My Life as a Night Elf Priest, on the other hand, maintains a beautiful balance between empirical depth and analytic care. Nardi's clear care for
her informants, both virtual and human, and the world they play within is
clear throughout the text. Her analytic framework, "activity theory" coupled
with John Dewey's notion of aesthetic experience, mobilizes the exploration
of her empirical material. Nardi's analysis references the extensive
work of others in the fields of game studies, science and technology studies,
and communication. It clearly positions itself in relation with this work
in ways that push her analysis and the study of WoW forward in meaningful
ways.
My primary critique of Nardi's text is more theoretical. How did the analysis of WoW push activity theory outside of its comfort zone? At what
point did WoW, Azeroth, or the players move activity theory in new directions?

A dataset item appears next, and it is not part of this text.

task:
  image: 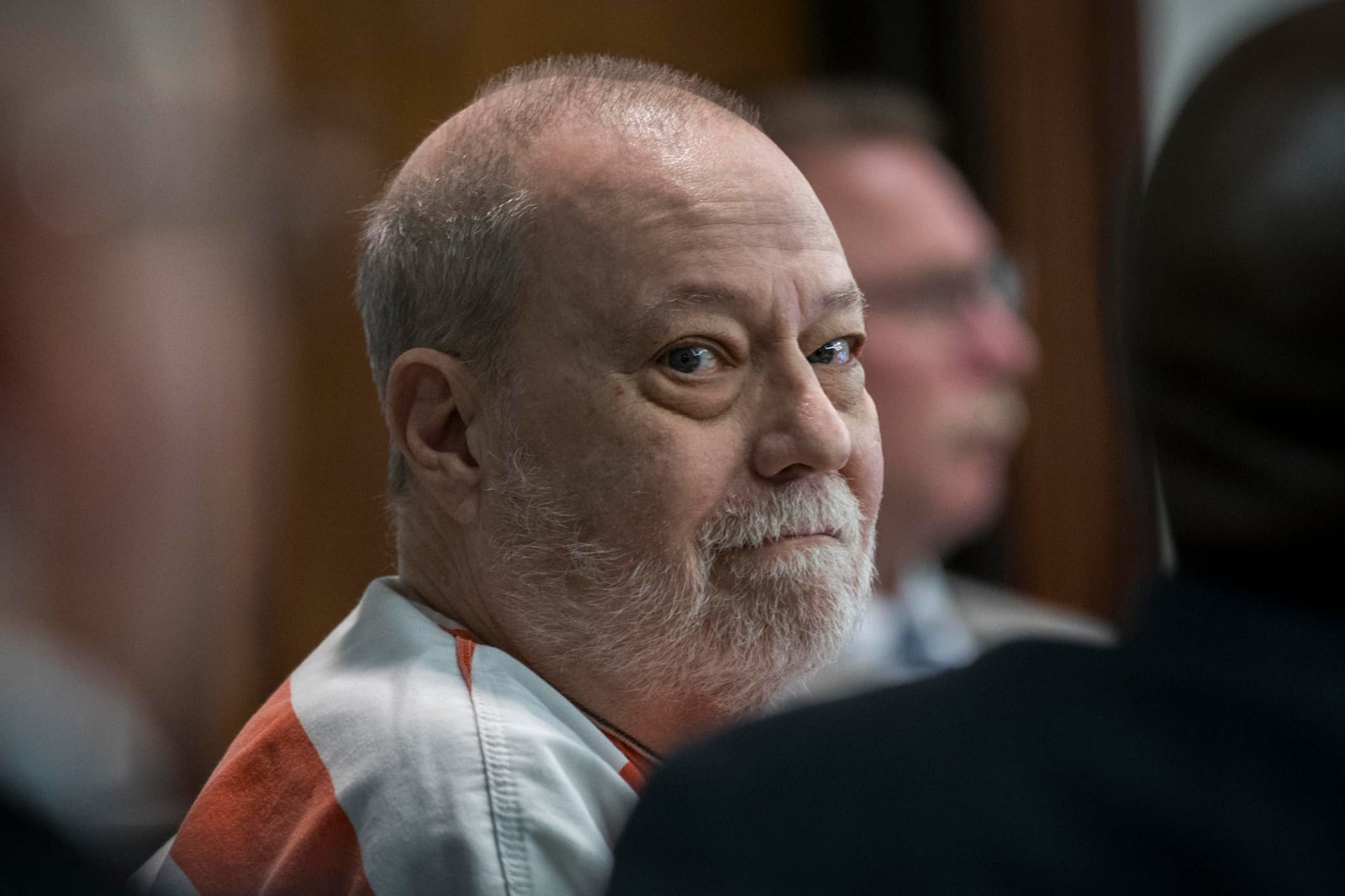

Did gameplay itself reflect upon activity theory? A truly experimental
theory should evolve through contact with new situations, and an experimental
system is only as useful as its ability to allow for these kinds of
noisy answers.
While WoW unites these three texts, much more divides them. In Games of Empire we view the vast empires of the global game industry through divergent lenses. In The Warcraft Civilization we have a highly descriptive account of the world of Azeroth. In My Life as a Night Elf Priest we
come to better understand how players experience the world and community
of Azeroth and the activities that play out in this space. While each
gives us perspective on the broad "thing" that is the global game industry,
each struggles in its own way with this broad empirical territory. In many
respects the division of production and play/consumption/use is reified in
the analytical choices of the authors, for even in Games of Empire we
encounter production and play disconnected from each other. This is the
very partitioning that scholars in the fields of science and technology studies
and the history of technology have contested for so long.
As analysts continue to gain access to the halls of video-game-development studios, hardware manufacturers, and game publishing companies,
undoubtedly they will map the links among these worlds. While it is reasonable
for analysts to study the worlds as bounded field-sites "on their
own," a player undoubtedly encounters the externality of the game world
and its intersections with the global game industry. Nardi's text in particular
seems to capture the essence and sociality of WoW, while Dyer-Witheford
and de Peuter attempt to unravel the threads of empire throughout the
game industry. Although they largely reify the divide between the studies of
production and game worlds, each demonstrates empirical and conceptual
rigor that should interest readers in the global game industry.
Dr. O'Donnell is an assistant professor in the Grady College of Journalism and Mass
Communication at the University of Georgia.